When I worked in Cambridge and waited at the light on Memorial Drive at River Street, cars ahead of me sometimes took off in the middle of the red.
Those drivers weren’t intentionally running the light. They thought they were getting a quick start on the green. They knew a green light was coming because cross street traffic just got a red light.
Except eastbound traffic had a leading protected turn phase. Our westbound light was red for about 15 more seconds. Oops.
Drivers who see red for cross traffic assume their green is imminent, because that’s how it usually works.
Drivers who see red in front of them assume that oncoming traffic has a red light too, because that’s how it usually works. After waiting in the intersection for a minute, it’s finally safe to turn left. But what if oncoming traffic still has a green light? That’s called a “yellow trap”, and federal rules strongly discourage it because drivers make mistakes.
That guy in Star Market last March hadn’t noticed that the store moved the express lanes. Who pays attention to those signs? You read them once and next time you already know what they say.
I remember a story about police pulling over an erratic driver. They let her go after hearing her explanation: there had been raised manhole covers in the road so long that she habitually avoided them even after construction was over.

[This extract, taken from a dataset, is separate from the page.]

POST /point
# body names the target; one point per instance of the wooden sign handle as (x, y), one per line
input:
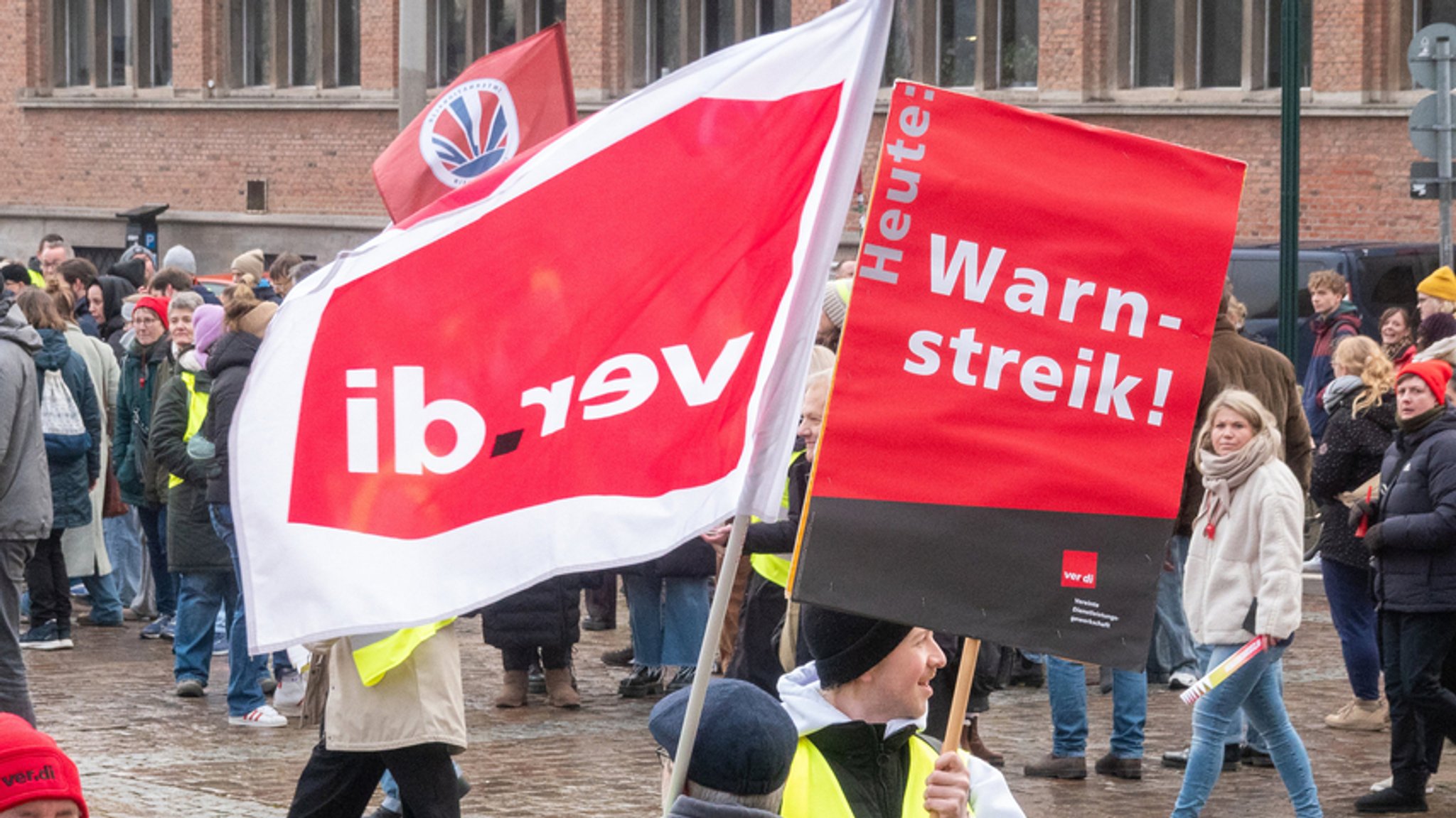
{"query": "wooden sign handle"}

Hull, UK posted its main roads at 40 mph… except one of them. That looked like all the rest except the speed limit was 30. With no signs. That was where the speed camera watched.
In England it’s illegal to post redundant 30 mph signs, to preempt complaints by drivers arguing that a sign should have been posted for clarity. By law, drivers are expected to be robots with superhuman vision and memory, counting the street lights to determine if national or built-up speed limits apply. (In the USA we use building spacing to determine unposted limits; in the UK they use street light spacing.)
In America, camera enforcement also targets roads with surprisingly low speed limits. And intersections where the light turns red surprisingly quickly.
Predatory enforcement relies on the unexpected, the straight, wide highway where the speed limit drops to 30 because some dotted line on a map was crossed. Politicians need these surprises. Some are after revenue, some just like compelling people to obey.
The policy of many DOTs is to refuse to correct improperly-set speed limits. They don’t want to upset people. Drivers aren’t people. Our opinions don’t count.
But the expressions on our faces caught on camera are priceless.
Kidding, of course. There is a price, usually about $100, and usually there is no face. It’s not that we’re too ugly to photograph; but they don’t want to. Same deal as the UK — if there is no picture, we can’t say “that wasn’t me driving.”